Unlike most fats that you can generally see around your arms, thighs and waist, visceral fat is found in your abdominal cavity. But just because you cannot see this kind of fat does not mean that it can do no harm. Visceral fat, on the contrary, can be one of the most dangerous fats around as it can instigate some serious health problems ranging from diabetes to cancer.
While an excess amount of normal fat is a hazard, visceral fat is particularly dangerous as it is stored in your abdomen and wraps around your organs. Diabetes, heart disease, Alzheimer’s, stroke, and high cholesterol are some of the conditions that are strongly linked to too much fat in your stomach, all of which are serious conditions that can lead to a shorter life span.
The reason why visceral fat is so dangerous is because it is stored in your stomach and produces hormones and inflammatory substances. Long-lasting inflammation can cause plaque to form inside your arteries, which is a major risk factor for heart disease. As plaque increases in your arteries, it can eventually erupt, leading to clots and possibly even complete blockage. If this occurs, you are at a very high risk of a heart attack.
Another reason why visceral fat is so dangerous is because it can carry fatty acids to your liver, creating a buildup of fat that can lead to type 2 diabetes, which will lead to a lifetime of regulating your blood sugar level.
If you are concerned about visceral fat, there are accurate tests your doctor can run such as an MRI. When an MRI is taken, the doctor will look at your visceral fat level which can range from 1 to 59. If you are above a 13, serious changes need to be considered to better manage your health. As an earlier and less expensive option, your visceral fat can be estimated by measuring your body fat percentage and waist measurement. A woman whose waist measures 35 inches or more is likely to have excess visceral fat, and a man whose waist measurement is 40 inches or more is linked to high visceral fat.

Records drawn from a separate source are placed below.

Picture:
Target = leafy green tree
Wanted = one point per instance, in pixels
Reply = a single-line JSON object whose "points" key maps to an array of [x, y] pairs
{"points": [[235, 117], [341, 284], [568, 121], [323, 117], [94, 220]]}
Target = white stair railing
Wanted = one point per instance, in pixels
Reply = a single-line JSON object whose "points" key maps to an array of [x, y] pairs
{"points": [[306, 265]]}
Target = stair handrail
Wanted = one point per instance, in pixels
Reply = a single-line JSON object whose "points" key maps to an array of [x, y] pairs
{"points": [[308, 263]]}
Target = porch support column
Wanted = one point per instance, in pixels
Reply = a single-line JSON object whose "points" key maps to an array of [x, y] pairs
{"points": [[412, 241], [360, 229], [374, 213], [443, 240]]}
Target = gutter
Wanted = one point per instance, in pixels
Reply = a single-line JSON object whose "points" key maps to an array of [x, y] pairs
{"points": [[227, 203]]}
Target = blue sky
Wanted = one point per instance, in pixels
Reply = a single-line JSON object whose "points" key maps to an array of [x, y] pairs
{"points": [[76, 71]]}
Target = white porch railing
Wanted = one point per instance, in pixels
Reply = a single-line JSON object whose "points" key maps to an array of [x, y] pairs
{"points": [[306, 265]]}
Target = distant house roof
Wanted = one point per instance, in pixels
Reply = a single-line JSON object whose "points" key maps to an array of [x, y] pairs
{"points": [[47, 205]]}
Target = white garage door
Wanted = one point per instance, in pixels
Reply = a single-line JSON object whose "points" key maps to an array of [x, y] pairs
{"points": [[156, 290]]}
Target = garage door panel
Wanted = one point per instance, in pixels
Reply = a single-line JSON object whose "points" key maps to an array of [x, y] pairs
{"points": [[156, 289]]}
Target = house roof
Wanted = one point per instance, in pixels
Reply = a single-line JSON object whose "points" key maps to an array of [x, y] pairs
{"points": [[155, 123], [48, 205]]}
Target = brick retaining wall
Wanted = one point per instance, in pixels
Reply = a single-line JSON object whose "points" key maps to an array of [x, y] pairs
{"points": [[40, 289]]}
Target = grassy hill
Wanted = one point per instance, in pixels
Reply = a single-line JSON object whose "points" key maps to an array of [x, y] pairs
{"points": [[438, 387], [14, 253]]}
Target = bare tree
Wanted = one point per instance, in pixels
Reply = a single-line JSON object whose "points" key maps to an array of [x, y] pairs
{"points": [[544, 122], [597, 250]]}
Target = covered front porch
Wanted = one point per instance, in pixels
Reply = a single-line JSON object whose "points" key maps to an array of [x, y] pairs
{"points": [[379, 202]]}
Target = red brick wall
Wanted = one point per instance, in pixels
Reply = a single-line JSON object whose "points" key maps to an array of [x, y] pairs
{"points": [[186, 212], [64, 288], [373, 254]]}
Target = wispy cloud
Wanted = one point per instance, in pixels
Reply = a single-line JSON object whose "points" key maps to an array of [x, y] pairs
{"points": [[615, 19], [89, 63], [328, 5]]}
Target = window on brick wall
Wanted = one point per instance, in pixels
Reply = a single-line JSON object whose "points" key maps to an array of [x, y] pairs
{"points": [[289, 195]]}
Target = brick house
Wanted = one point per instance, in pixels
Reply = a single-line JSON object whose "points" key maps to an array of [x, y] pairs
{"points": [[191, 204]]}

On the bright side, visceral fat is not permanent. You can get rid of the dangers it can cause by paying attention to your diet and exercise, just like any other fat. Introducing a low-carb diet is one of the first steps you should take when considering your visceral fat. Similarly, a ketogenic diet is a popular diet that will lead you to reducing visceral fat. Secondly, while reducing your carbs, increase your protein. Foods high in protein such as meat, fish, eggs and nuts can boost your metabolism and promote weight loss and ultimately visceral fat. Plus, you may even find that your good cholesterol has increased. Last, but certainly not least, regular aerobic exercise will certainly contribute to the loss of visceral fat. Cardiovascular exercise such as running, walking, dancing or bicycling will not only help you lose weight, but will also strengthen your heart.